You are probably interested in what kind of basic research high-frequency traders conduct in order to find out new information and make it public.
It is possible, within the framework of a thought experiment [and the answer to the question - approx. Transl.], To think that what would happen if high-frequency traders were blocked from access to economic news for three seconds - would their three-second advantage be preserved over “non-high-speed” market players? And if it were not three seconds, but five minutes?
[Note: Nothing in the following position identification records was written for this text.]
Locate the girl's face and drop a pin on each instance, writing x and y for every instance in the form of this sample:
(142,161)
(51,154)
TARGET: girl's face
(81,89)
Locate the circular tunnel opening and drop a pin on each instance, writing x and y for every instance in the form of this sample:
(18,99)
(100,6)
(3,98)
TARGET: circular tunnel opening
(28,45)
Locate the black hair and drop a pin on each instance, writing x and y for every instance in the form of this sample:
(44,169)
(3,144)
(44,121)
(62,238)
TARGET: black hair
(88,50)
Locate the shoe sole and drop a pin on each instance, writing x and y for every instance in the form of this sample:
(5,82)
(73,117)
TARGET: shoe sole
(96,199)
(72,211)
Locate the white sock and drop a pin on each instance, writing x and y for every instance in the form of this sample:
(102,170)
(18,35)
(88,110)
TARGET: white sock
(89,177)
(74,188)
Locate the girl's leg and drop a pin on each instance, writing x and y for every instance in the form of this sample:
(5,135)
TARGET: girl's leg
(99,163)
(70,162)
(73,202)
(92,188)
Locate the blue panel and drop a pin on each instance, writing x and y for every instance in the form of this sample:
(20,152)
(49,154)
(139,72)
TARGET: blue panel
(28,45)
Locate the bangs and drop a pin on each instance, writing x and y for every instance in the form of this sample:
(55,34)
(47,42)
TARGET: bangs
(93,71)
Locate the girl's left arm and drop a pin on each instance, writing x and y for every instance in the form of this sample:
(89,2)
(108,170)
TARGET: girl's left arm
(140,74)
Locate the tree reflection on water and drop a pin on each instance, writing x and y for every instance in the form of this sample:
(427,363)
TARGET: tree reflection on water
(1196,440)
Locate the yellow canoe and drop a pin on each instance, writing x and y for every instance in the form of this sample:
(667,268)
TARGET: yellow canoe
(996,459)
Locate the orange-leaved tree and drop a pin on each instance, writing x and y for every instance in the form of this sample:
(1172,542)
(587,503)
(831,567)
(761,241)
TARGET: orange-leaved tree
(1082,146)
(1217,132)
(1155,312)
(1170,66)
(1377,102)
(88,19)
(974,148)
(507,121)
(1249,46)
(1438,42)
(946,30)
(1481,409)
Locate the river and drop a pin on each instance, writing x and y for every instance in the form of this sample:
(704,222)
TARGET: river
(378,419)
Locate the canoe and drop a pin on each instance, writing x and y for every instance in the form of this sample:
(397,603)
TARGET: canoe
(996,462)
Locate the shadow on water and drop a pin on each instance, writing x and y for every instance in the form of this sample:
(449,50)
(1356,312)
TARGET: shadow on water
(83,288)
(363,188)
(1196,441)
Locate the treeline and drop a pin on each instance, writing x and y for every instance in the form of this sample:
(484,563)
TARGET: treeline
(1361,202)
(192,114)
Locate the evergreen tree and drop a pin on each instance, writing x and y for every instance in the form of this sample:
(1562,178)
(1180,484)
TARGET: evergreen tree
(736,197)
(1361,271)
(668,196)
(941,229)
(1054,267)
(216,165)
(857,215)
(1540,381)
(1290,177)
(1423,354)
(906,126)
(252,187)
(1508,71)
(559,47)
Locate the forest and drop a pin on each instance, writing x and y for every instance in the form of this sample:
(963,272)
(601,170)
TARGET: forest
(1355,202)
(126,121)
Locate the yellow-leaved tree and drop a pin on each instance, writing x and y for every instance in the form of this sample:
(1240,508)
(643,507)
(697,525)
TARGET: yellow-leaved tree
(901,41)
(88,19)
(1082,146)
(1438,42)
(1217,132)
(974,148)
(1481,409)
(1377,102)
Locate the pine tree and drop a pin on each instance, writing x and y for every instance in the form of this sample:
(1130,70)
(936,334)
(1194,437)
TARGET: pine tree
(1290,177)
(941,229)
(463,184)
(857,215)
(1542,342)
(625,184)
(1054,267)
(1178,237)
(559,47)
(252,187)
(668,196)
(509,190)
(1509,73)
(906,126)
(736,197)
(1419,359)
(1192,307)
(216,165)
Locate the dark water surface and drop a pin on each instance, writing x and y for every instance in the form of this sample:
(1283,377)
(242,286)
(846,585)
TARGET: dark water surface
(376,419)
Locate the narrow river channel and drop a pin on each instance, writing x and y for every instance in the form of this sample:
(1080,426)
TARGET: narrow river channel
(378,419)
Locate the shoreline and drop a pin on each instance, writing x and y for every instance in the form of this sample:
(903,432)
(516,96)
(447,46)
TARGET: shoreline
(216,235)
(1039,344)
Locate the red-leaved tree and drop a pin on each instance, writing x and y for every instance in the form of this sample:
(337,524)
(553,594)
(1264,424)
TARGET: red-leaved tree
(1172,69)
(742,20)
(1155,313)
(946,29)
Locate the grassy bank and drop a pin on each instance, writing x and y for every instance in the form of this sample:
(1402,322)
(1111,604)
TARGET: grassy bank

*** The authors monitored the behavior of high-frequency traders during the top 10% of the most volatile days, compared it with the remaining 90% of the most volatile days and found that high-frequency traders maintain approximately the same level of liquidity of securities. A likely model for creating a strategy for high-frequency traders can be expressed with the words “volatility is profitable, but blind panic is not”, which means that you actively provide liquidity supply within 90–99.5% of the day, and significantly reduce activity in the remaining 0.5% of days . Such a model can lead to sudden drops in the market with a frequency of about once a year (and not once every two weeks) - this, in essence, happens, but the Central Bank’s document examines the behavior of high-frequency traders within the top 10% of moderately volatile days.
**** And what happens before the news becomes known? The authors use timestamps from Bloomberg to determine the “zero” second (the moment when the news becomes known to everyone) - it can be argued that the true moment of the news release is the 1st second, and then it takes some time for the news to reach Bloomberg, however, the start of trading 2 seconds before the publication of the news would have looked frankly strange.
***** For this thought, I owe a talk to Terrence Hendershott, one of the authors of the document. By the way, if we assume that high-frequency traders react only to market prices and commands, and not to fundamental news, then the statement of Grossman-Stieglitz in the footnote ** departs to an absolutely metaphysical plan.